I live in the South, though. We don’t have snow and ice. It sometimes gets down into the 30’s…at night. We don’t stay cooped up indoors, exchanging germs all winter. Still, there has been illness in our house.

J was sick Monday and Tuesday with fever, headache, sore throat and stuffy nose. She finally went back to school today. She was so happy to go back. She really loves school, and it killed her to break her Perfect Attendance record for the year.

Last night, I felt ill. After dinner, my stomach was roiling and my head was pounding.

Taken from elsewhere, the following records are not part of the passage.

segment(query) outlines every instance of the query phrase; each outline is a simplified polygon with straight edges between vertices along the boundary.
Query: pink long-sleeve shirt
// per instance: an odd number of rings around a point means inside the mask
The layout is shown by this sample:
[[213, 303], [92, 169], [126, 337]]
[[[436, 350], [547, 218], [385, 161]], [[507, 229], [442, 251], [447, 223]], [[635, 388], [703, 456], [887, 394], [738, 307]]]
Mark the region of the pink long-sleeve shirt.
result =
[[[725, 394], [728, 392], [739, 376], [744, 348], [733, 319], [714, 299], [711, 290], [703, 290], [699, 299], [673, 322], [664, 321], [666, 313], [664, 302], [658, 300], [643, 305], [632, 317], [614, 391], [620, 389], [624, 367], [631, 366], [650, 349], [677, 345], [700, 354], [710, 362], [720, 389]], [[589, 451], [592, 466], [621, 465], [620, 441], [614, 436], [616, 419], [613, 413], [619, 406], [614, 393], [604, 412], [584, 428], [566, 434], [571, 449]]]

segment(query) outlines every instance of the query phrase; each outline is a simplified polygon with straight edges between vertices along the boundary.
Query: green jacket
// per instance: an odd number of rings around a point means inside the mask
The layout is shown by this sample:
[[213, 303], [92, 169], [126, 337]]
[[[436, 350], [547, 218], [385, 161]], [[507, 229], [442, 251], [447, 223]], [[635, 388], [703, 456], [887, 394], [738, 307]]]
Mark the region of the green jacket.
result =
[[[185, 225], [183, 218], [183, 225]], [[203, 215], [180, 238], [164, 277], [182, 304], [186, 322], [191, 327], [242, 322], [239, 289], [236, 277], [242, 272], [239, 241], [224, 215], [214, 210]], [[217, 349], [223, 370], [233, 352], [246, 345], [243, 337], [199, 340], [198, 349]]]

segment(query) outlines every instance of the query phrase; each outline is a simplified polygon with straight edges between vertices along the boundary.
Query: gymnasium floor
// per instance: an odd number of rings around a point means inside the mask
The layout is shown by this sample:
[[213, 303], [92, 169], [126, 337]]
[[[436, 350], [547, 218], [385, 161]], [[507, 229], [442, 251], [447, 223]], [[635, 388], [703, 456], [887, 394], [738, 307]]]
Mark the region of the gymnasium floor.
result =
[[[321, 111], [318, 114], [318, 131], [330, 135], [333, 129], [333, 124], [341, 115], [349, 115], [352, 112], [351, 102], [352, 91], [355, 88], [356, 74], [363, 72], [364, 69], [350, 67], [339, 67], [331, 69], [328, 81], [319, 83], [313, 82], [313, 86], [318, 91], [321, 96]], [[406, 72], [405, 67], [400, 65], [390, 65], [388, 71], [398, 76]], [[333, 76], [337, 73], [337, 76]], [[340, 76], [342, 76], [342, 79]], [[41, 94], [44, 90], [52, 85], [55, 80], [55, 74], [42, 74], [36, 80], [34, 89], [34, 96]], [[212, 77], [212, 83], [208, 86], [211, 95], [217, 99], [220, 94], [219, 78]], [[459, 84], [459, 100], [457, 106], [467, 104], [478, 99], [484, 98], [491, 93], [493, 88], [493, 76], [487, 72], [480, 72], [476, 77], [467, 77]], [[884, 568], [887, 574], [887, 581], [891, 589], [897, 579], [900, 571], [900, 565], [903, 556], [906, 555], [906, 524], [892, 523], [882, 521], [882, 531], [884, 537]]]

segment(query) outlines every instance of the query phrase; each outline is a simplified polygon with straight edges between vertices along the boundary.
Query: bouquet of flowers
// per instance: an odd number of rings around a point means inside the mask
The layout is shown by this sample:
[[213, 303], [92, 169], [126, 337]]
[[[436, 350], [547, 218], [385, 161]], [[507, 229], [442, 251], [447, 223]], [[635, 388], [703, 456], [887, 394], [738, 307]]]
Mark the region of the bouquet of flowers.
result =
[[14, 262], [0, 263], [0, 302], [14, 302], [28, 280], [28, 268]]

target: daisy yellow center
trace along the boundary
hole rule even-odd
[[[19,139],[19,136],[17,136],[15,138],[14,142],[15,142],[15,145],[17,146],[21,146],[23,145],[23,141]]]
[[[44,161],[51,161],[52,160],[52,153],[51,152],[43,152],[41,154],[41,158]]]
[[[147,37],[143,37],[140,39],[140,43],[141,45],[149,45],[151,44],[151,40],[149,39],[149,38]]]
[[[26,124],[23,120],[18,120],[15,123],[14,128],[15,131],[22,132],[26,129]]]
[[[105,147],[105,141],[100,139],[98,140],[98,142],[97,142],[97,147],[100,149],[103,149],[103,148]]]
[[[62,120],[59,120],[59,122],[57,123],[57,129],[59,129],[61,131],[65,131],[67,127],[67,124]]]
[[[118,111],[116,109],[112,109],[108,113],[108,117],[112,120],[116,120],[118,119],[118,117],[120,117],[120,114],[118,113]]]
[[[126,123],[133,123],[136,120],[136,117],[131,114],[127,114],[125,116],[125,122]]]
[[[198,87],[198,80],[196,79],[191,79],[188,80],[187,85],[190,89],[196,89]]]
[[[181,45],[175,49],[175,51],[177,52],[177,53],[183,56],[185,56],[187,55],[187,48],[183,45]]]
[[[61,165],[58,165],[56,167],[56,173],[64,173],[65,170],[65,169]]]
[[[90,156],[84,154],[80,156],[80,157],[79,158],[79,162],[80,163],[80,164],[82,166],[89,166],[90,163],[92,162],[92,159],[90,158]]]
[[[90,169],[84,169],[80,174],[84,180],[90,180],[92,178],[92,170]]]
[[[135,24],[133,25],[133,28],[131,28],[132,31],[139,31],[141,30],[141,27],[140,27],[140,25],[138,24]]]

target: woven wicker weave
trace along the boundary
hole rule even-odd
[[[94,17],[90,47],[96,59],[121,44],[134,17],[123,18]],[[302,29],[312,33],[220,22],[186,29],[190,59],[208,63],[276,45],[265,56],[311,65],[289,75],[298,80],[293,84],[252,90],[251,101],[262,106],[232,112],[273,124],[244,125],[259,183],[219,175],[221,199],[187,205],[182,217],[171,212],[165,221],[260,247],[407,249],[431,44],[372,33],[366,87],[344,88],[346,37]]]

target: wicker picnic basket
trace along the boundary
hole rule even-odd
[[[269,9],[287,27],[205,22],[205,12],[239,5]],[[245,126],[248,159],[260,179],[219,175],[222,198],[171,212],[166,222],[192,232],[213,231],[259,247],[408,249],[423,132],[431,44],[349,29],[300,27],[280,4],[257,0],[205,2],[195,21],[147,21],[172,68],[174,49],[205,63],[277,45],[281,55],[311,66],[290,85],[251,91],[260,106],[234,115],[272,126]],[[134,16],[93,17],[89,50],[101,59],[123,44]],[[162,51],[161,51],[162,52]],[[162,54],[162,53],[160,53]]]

I didn’t know whether to bow to the ceramic goddess or curl up in a small ball and hope the Gods of Sick would let me go unnoticed. As it turns out, the Sandman came for me instead. For ten hours, I slept. Neither the ceramic goddess nor the Gods of Sick swooped down to claim me for their own.

I’m not quite up to par this morning. Better than I was last night though, for which I’m grateful. My head’s not quite right still, and the kitchen is not my favorite place in the house (random food smells), and my body is sore. Still, I dare to hope that the Gods of Sick have passed me by for now.

I spent many many hours with crayons and coloring books as a child. And when I didn’t have either of those available, I’d happily resort to any number of substitutes: markers, blank paper, pencils, colored pencils, paint, construction paper, the leftover bulk print paper my grandma always got from the printer. It didn’t matter to me, so long as I could create colorful pictures.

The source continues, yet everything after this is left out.